Mind you, nothing could be more depressing than the immortal climate words of Dave Reay, the director of Edinburgh Climate Change Institute at the University of Edinburgh, “Like taking a wrecking ball to a set of global dominoes, climate change in the 21st century threatens to destroy the foundations of food and water security, smash onwards through the fragile structures of human and ecosystem health, and ultimately shake the very pillars of human civilisation.”
Which leaves us with just one strategy to deal with the shit-storm heading our way. Like every good Ostrich we can stuff our heads underground for a few years and pop back out when the earth has either scorched itself to death or we discover that we haven’t gone to hell/Putin in a hand basket and that in fact, the scientists got it wrong and war in Ukraine inspired everyone to rewild their gardens and bang in more wind turbines than trees, to the point where emissions headed back down to earth, returning things to normal so we could happily get back to watching David Attenborough tickling the underbelly of a Tasmanian Devil.
And worse than sticking our heads underground would be turning on the news, reading another IPCC report or going to the gas station.
Mind you, there could be another alternative.

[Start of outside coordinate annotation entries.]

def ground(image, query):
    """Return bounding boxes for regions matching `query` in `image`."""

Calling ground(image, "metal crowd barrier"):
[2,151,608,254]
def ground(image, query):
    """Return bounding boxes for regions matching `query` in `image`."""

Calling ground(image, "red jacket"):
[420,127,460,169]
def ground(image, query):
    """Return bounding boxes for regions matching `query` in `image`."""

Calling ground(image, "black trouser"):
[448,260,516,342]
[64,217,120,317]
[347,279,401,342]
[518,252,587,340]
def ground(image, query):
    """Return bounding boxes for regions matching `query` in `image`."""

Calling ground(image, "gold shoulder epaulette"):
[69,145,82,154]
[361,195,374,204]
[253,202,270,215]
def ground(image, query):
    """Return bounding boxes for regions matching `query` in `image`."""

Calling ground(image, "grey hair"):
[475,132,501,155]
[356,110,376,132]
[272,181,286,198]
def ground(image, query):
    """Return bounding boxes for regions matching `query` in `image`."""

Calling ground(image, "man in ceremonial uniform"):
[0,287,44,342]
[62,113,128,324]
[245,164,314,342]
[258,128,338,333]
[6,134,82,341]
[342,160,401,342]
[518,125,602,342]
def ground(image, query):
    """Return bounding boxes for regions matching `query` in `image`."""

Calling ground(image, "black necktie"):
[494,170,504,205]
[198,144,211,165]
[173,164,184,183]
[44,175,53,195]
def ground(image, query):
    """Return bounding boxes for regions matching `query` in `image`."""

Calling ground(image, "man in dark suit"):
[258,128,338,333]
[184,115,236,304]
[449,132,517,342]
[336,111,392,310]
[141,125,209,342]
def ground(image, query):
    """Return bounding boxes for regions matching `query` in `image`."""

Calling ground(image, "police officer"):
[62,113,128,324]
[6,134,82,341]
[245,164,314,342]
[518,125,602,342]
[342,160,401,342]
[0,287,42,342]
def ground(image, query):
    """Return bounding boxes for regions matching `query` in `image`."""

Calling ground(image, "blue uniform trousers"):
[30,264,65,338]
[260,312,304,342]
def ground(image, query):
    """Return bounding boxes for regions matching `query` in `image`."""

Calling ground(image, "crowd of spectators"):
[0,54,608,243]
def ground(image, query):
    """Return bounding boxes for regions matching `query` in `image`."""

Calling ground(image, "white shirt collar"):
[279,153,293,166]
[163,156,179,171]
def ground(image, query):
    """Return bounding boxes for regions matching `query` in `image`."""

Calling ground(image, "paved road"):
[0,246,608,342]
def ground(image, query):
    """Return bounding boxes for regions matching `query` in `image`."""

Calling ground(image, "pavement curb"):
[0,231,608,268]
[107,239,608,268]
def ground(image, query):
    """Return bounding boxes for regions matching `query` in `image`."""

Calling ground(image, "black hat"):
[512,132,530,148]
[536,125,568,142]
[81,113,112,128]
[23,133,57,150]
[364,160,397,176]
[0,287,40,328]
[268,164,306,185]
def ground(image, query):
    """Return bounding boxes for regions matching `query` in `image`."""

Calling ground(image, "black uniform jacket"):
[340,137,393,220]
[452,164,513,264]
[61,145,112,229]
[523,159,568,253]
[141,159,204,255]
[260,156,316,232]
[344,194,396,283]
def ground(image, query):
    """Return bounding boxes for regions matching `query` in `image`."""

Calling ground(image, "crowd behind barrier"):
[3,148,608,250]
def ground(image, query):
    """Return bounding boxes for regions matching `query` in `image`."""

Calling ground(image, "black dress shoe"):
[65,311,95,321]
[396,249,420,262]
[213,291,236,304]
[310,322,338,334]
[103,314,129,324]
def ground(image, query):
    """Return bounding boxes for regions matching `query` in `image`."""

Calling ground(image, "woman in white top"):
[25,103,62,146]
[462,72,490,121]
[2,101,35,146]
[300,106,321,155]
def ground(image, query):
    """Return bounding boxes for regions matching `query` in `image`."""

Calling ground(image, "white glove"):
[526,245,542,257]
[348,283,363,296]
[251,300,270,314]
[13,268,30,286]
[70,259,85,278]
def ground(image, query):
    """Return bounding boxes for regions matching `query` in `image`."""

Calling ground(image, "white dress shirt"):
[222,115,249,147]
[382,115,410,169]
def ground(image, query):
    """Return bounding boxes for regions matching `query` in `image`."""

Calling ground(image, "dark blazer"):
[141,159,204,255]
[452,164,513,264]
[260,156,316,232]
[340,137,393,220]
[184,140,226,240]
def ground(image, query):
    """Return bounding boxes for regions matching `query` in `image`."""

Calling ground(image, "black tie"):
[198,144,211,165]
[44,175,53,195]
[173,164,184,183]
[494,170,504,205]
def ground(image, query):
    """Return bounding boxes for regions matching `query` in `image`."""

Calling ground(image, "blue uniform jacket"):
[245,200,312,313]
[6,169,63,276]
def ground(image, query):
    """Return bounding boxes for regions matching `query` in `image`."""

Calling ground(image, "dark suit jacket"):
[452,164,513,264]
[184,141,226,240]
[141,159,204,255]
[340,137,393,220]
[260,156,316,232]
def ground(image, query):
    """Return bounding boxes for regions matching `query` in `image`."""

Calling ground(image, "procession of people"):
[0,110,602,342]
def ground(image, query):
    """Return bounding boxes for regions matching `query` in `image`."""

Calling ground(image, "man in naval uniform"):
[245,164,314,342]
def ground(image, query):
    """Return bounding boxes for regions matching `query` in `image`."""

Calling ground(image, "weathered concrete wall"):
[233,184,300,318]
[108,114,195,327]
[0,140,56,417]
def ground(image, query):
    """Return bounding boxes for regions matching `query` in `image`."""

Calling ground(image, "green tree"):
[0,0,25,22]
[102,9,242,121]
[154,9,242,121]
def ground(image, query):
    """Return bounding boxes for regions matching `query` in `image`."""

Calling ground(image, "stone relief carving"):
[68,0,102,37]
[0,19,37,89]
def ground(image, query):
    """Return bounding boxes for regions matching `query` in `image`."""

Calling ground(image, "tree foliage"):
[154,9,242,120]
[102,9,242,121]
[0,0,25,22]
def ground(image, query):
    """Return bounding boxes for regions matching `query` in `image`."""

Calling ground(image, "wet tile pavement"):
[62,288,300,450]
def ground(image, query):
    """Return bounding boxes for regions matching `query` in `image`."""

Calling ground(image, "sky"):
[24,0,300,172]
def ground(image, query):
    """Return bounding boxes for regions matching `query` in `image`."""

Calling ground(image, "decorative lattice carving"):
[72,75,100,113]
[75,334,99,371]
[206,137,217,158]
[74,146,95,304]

We could try to actually solve the climate crisis rather than constantly reminding ourselves how we’re failing/doomed/migrating-to-Mars. Surely we could try and find a solution to the war in Ukraine and we could, God forbid, figure out how to build back better (not worse) post Covid without driving inflation off a proverbial climate cliff. But then, what would we grumble about - other than the state of England’s cricket?